Here we see we just map the list of entities to 3 routes (list all, create, edit/view - and we assume list and edit views have a delete button), then each entity routes are flattened with others thanks the reduce() call. The key here is to have generic components (ListComponent, CreateComponent, EditComponent). In next blog post, I'll explain how to achieve it.

So now our application is functional, right? Actually not completely. If you plain a bit with the application, you will see it works...but not the refresh. Assuming with have an user entity, if you go on /user/1 and hit F5 (refresh the page), you will go back on the home page (if you set a default one in the bootstrap/initial routes). This is because the router will be active before the backend routes are fetched and update the router when doing a page refresh.

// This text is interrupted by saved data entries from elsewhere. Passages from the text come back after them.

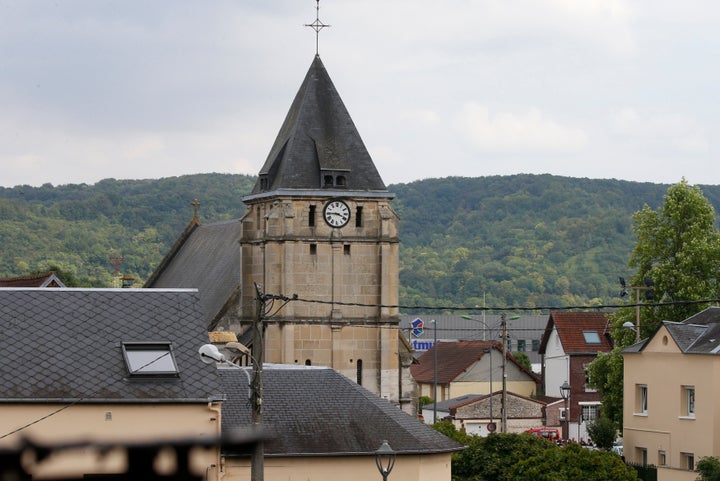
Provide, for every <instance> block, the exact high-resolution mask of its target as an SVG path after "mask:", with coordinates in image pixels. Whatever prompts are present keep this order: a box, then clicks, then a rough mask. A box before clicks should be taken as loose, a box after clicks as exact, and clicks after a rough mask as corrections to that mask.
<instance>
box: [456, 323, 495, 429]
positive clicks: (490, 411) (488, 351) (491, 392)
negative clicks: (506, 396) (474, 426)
mask: <svg viewBox="0 0 720 481" xmlns="http://www.w3.org/2000/svg"><path fill="white" fill-rule="evenodd" d="M460 317H462V318H463V319H467V320H468V321H474V322H479V323H480V324H482V325H483V341H484V340H485V333H486V331H487V330H488V329H491V328H490V327H489V326H488V325H487V323H486V322H485V321H481V320H480V319H475V318H474V317H472V316H468V315H462V316H460ZM494 346H495V341H492V344H490V348H489V349H486V350H485V351H484V352H486V353H490V424H489V425H488V426H490V425H493V424H494V423H493V416H494V414H495V412H494V411H493V397H494V396H493V390H492V375H493V362H492V358H493V348H494Z"/></svg>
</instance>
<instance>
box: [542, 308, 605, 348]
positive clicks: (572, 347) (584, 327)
mask: <svg viewBox="0 0 720 481" xmlns="http://www.w3.org/2000/svg"><path fill="white" fill-rule="evenodd" d="M608 323H609V319H608V317H607V314H605V313H603V312H579V311H557V312H551V313H550V317H549V319H548V323H547V326H546V327H545V334H543V338H542V342H541V343H540V351H539V352H540V354H545V351H546V349H547V343H548V340H549V339H550V334H551V333H552V331H553V328H554V329H556V330H557V333H558V337H560V342H561V343H562V346H563V350H564V351H565V353H566V354H571V355H572V354H576V355H581V354H595V353H597V352H607V351H610V350H612V344H611V342H610V338H609V332H610V331H609V326H608ZM585 332H595V333H597V335H598V337H599V341H600V342H599V343H589V342H587V341H586V340H585V336H584V333H585Z"/></svg>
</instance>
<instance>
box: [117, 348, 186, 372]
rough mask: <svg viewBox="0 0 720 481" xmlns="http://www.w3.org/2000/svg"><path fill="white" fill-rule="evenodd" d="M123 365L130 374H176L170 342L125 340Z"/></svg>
mask: <svg viewBox="0 0 720 481" xmlns="http://www.w3.org/2000/svg"><path fill="white" fill-rule="evenodd" d="M122 347H123V356H124V358H125V365H126V366H127V369H128V372H129V373H130V375H131V376H177V375H178V368H177V364H176V363H175V357H174V356H173V352H172V349H171V348H170V343H146V342H125V343H123V345H122Z"/></svg>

To solve that last issue, we need to ask Angular to wait for our router update. This is where having an Observable will help us a lot in the code we write previously. To request angular to wait for our processing, we will create a function returning a Promise representing our Observable returned by load(). Note, that it is important to convert the Observable to a Promise. When a Promise, angular will wait, but not when an Observable. All the trick is to return this Promise as an application initializer. To do that we register it in our application module:

import { APP_INITIALIZER, NgModule } from '@angular/core';
import { HttpClient } from '@angular/common/http';
import { AppComponent } from './app.component';
import { RouteLoader } from './service/route-loader.service';
import { ensureRoutesExist } from './ensureRoutesExist.initializer';

@NgModule({
  // ...
  providers: [ // 1
    {
      provide: APP_INITIALIZER,
      useFactory: ensureRoutesExist, // 2
      multi: true,
      deps: [HttpClient, RouteLoader], // 3
    }
  ],
  bootstrap: [AppComponent]
})
export class AppModule { }
  1. We register a custom provider with the token APP_INITIALIZER (ensure to set multi to true since you can get multiple initializers per application),
  2. We bind its factory to a custom method,
  3. We bind the factory parameters - which is a plain function in this case and requires this explicit injection binding.

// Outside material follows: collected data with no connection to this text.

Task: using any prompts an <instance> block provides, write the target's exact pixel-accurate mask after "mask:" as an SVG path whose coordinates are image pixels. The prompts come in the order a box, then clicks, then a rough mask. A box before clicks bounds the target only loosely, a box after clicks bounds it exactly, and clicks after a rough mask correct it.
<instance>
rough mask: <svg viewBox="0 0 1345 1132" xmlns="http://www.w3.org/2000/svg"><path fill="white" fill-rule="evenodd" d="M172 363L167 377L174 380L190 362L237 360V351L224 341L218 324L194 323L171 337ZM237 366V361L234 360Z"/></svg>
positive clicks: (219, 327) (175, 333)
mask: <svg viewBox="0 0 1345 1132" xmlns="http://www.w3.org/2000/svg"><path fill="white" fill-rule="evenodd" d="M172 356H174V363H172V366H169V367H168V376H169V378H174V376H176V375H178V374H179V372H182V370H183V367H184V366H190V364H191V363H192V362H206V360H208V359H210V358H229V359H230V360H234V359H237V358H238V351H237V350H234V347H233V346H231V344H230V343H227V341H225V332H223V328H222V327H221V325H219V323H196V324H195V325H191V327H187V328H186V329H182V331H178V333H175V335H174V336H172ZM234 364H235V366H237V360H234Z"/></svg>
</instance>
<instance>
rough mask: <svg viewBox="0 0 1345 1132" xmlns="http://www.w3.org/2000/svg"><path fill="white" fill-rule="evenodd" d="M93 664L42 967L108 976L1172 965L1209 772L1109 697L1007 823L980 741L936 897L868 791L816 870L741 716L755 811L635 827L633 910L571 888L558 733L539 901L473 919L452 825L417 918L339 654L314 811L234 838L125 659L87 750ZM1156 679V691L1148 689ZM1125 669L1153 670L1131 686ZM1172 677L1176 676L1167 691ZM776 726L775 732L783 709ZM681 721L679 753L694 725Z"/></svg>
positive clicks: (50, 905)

The ensureRoutesExist initializer looks like:

import { HttpClient } from '@angular/common/http';
import { RouteLoader } from './service/route-loader.service';

export function ensureRoutesExist( // 1
    http: HttpClient,
    routeLoader: RouteLoader) {
  return () => routeLoader.load() // 2
    .toPromise(); // 3
}
  1. The factory is a plain function which returns a function returning a promise, it takes as parameters the services/providers we bound in the application module during the provider registration,
  2. We want to wait for the route loading so we call the load function to execute it during application initialization,
  3. We convert our observable to a promise to ensure angular waits for this logic before finishing to start.

This small trick will ensure the router is not active before routes were updated and therefore make the page refresh working as expected, even on our dynamic routes - at the cost of a small delay in the initialization so ensure to have a correct page loader/spinner/skeleton/whatever you like ;).